Regulatorische Prüfung
Am 10. April 2024 hat die Bundesanstalt für Finanzdienstleistungsaufsicht (BaFin) der Gesellschaft einen formellen Beschwerdebrief zugestellt. Darin werden Unstimmigkeiten im Jahresbericht 2023 thematisiert, insbesondere die Auslassung von Details zu einer kreditfazilität im Milliardenbereich sowie zu Refinanzierungsrisiken einer 500‑Millionen‑Euro‑Anleihe. Parallel wird die Münchner Staatsanwaltschaft BayWa wegen einer möglichen Unterschreitung der Finanzierungrisiken untersuchen.
Finanzielle Lage
Der Jahresbericht 2023 offenbarte ein Defizit von rund 2,7 Mio. Euro. Dieses Defizit resultiert aus einem angestrebten Einsparungskonzept von 4 Mio. Euro, das jedoch durch schwächere Einnahmen aus erneuerbaren Energieprojekten in den USA untergraben wird. Die Veränderung der US‑Energiepolitik hat die Rentabilität dieser Projekte erheblich reduziert.

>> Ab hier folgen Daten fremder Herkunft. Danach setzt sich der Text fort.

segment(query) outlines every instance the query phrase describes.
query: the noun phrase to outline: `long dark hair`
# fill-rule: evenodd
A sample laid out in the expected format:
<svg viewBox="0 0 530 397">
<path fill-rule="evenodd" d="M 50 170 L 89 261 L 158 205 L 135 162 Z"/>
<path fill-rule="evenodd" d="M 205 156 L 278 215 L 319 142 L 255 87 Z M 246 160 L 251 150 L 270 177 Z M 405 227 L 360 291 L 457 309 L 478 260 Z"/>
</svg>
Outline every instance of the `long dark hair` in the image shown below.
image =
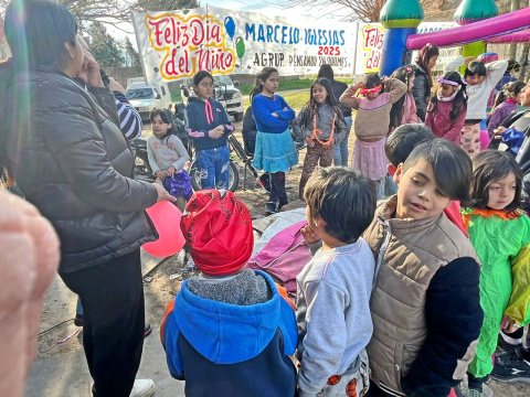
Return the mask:
<svg viewBox="0 0 530 397">
<path fill-rule="evenodd" d="M 275 67 L 266 66 L 262 69 L 262 72 L 256 75 L 256 79 L 254 81 L 254 88 L 252 89 L 252 93 L 250 95 L 251 103 L 252 98 L 254 98 L 255 95 L 261 94 L 263 90 L 263 84 L 261 82 L 266 82 L 273 73 L 278 73 L 278 69 Z"/>
<path fill-rule="evenodd" d="M 166 144 L 167 144 L 170 136 L 172 136 L 172 135 L 174 135 L 176 137 L 178 136 L 177 127 L 174 127 L 174 124 L 173 124 L 173 118 L 171 117 L 171 112 L 169 110 L 155 109 L 149 115 L 149 121 L 152 122 L 152 120 L 155 119 L 156 116 L 160 116 L 160 118 L 162 119 L 162 121 L 165 124 L 171 125 L 171 127 L 169 127 L 168 131 L 163 135 L 163 137 L 160 138 L 160 142 L 162 142 L 162 144 L 163 144 L 163 140 L 166 139 Z"/>
<path fill-rule="evenodd" d="M 502 89 L 495 97 L 495 104 L 491 110 L 495 110 L 495 108 L 502 104 L 506 99 L 508 99 L 511 94 L 518 96 L 522 88 L 524 88 L 527 85 L 524 84 L 524 82 L 511 82 L 505 84 L 502 86 Z"/>
<path fill-rule="evenodd" d="M 431 76 L 431 69 L 428 68 L 428 60 L 436 55 L 439 55 L 438 47 L 436 45 L 427 43 L 422 50 L 420 50 L 416 57 L 416 63 L 422 66 L 427 73 L 427 82 L 430 87 L 433 86 L 433 77 Z"/>
<path fill-rule="evenodd" d="M 455 99 L 453 99 L 453 107 L 451 108 L 451 121 L 455 122 L 458 116 L 460 116 L 462 109 L 467 109 L 467 93 L 466 93 L 466 84 L 462 79 L 462 76 L 458 72 L 447 72 L 444 75 L 444 79 L 458 83 L 460 86 L 458 93 L 456 94 Z M 428 105 L 427 111 L 435 112 L 438 106 L 438 95 L 434 93 L 431 96 L 431 104 Z"/>
<path fill-rule="evenodd" d="M 304 114 L 304 119 L 301 120 L 301 125 L 307 127 L 310 126 L 312 122 L 312 118 L 315 117 L 315 112 L 317 110 L 317 101 L 312 97 L 312 88 L 315 87 L 316 84 L 320 84 L 324 88 L 326 88 L 326 92 L 328 93 L 328 96 L 326 97 L 326 101 L 331 105 L 337 112 L 337 121 L 342 120 L 346 124 L 344 116 L 342 116 L 342 111 L 339 109 L 339 103 L 337 101 L 337 98 L 333 95 L 333 92 L 331 90 L 331 82 L 328 81 L 327 78 L 320 77 L 315 81 L 315 83 L 311 84 L 311 88 L 309 89 L 309 101 L 306 104 L 306 107 L 308 108 L 308 111 Z"/>
<path fill-rule="evenodd" d="M 403 66 L 394 71 L 391 78 L 398 78 L 406 84 L 406 92 L 409 93 L 409 82 L 414 76 L 414 69 L 411 66 Z M 404 105 L 406 100 L 406 94 L 403 95 L 398 101 L 392 105 L 390 110 L 390 128 L 396 128 L 401 125 L 403 112 L 405 111 Z"/>
<path fill-rule="evenodd" d="M 508 176 L 516 175 L 516 196 L 505 210 L 513 211 L 521 207 L 522 171 L 507 152 L 485 150 L 473 158 L 471 205 L 475 208 L 488 208 L 489 185 Z"/>
<path fill-rule="evenodd" d="M 22 120 L 6 125 L 6 106 L 15 103 L 28 110 L 31 106 L 24 89 L 13 90 L 8 100 L 7 90 L 15 81 L 15 75 L 30 74 L 36 65 L 62 68 L 67 55 L 64 43 L 70 43 L 73 47 L 78 45 L 75 40 L 77 23 L 74 17 L 66 7 L 55 1 L 12 0 L 4 17 L 6 39 L 12 57 L 0 62 L 0 174 L 3 168 L 9 172 L 6 153 L 8 133 L 22 126 Z"/>
</svg>

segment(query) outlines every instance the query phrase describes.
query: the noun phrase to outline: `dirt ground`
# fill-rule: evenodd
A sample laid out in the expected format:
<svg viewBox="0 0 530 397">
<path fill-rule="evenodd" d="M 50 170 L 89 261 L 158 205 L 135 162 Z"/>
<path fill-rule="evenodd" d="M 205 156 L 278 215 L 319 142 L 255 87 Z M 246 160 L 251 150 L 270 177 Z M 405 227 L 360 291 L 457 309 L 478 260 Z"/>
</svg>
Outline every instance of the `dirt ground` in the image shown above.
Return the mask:
<svg viewBox="0 0 530 397">
<path fill-rule="evenodd" d="M 236 131 L 241 131 L 241 122 L 236 122 Z M 146 126 L 145 135 L 148 135 L 148 125 Z M 236 133 L 241 139 L 241 132 Z M 353 138 L 349 140 L 350 153 L 353 147 Z M 286 175 L 287 195 L 289 197 L 288 210 L 294 210 L 304 206 L 298 200 L 298 182 L 301 174 L 301 164 L 304 163 L 306 150 L 300 151 L 300 161 L 298 167 L 294 167 Z M 242 165 L 242 163 L 240 163 Z M 243 170 L 240 172 L 240 189 L 236 195 L 247 205 L 254 219 L 265 217 L 265 208 L 268 194 L 259 190 L 257 183 L 252 181 L 252 176 L 247 178 L 246 190 L 243 189 Z M 182 280 L 194 276 L 193 272 L 184 272 L 184 264 L 178 256 L 167 258 L 161 261 L 152 271 L 149 272 L 149 278 L 145 280 L 145 299 L 146 299 L 146 321 L 151 323 L 153 328 L 158 328 L 162 321 L 163 310 L 166 304 L 179 292 Z M 57 344 L 57 341 L 65 339 L 67 335 L 77 330 L 73 324 L 73 316 L 75 313 L 76 297 L 62 285 L 56 278 L 47 292 L 43 318 L 41 322 L 41 332 L 53 328 L 39 336 L 36 360 L 43 360 L 52 356 L 61 356 L 68 352 L 83 348 L 81 331 L 70 341 Z M 71 320 L 68 320 L 71 319 Z M 62 323 L 64 322 L 64 323 Z M 149 337 L 159 337 L 158 335 L 150 335 Z M 487 390 L 486 396 L 491 397 L 528 397 L 530 396 L 530 385 L 523 383 L 500 384 L 495 380 L 489 383 L 490 389 Z M 59 397 L 59 396 L 57 396 Z"/>
</svg>

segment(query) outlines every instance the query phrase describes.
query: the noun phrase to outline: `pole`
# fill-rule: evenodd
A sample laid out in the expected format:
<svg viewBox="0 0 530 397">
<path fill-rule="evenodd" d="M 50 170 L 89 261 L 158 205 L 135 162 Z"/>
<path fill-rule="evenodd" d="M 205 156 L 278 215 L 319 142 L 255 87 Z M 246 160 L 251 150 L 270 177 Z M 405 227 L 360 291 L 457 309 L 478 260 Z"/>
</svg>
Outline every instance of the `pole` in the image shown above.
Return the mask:
<svg viewBox="0 0 530 397">
<path fill-rule="evenodd" d="M 517 11 L 521 7 L 521 0 L 511 0 L 510 11 Z M 508 46 L 508 60 L 516 61 L 517 56 L 517 43 L 512 43 Z"/>
</svg>

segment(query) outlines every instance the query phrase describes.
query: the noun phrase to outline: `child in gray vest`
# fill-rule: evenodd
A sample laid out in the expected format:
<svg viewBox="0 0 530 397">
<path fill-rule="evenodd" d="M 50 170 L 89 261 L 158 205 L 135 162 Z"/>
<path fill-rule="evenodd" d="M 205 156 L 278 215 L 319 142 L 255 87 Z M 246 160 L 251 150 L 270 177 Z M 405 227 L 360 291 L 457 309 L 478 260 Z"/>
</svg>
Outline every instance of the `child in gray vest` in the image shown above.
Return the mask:
<svg viewBox="0 0 530 397">
<path fill-rule="evenodd" d="M 296 278 L 298 394 L 362 396 L 374 260 L 360 236 L 373 218 L 375 184 L 357 170 L 317 168 L 304 195 L 308 225 L 301 233 L 322 246 Z"/>
</svg>

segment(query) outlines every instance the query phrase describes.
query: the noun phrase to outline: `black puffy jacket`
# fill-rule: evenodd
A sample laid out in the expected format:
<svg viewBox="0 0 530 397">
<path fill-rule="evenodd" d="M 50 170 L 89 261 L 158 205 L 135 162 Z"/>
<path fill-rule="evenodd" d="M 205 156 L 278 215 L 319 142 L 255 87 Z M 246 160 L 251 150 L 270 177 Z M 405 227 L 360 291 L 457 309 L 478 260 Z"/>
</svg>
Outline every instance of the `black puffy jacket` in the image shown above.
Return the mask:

Zur Deckung des Defizits plant das Unternehmen einen teilweisen Ausgleich durch den Verkauf des Getreidehandelszweigs Cefetra. Ergänzend werden bestimmte Bankverbindlichkeiten konsolidiert. Trotz dieser Maßnahmen bleibt die Gesamtlücke im Finanzierungsbedarf erheblich.
Unternehmensführung
Die Genehmigungsgrenze des Aufsichtsrats für große Transaktionen wurde von 200 Mio. Euro auf 50 Mio. Euro gesenkt. Mehrere leitende Angestellte treten zurück, um das Unternehmen in der Restrukturierungsphase zu entlasten.
Ausblick
BayWa verhandelt derzeit eine „Standstill"-Vereinbarung mit bedeutenden Banken und Anteilseignern. Ziel ist es, zusätzliche Zeit zu gewinnen, um ein neues Restrukturierungsmodell vorzulegen. Das Modell soll voraussichtlich im Ergebnis des vierten Quartals später in diesem Jahr präsentiert werden.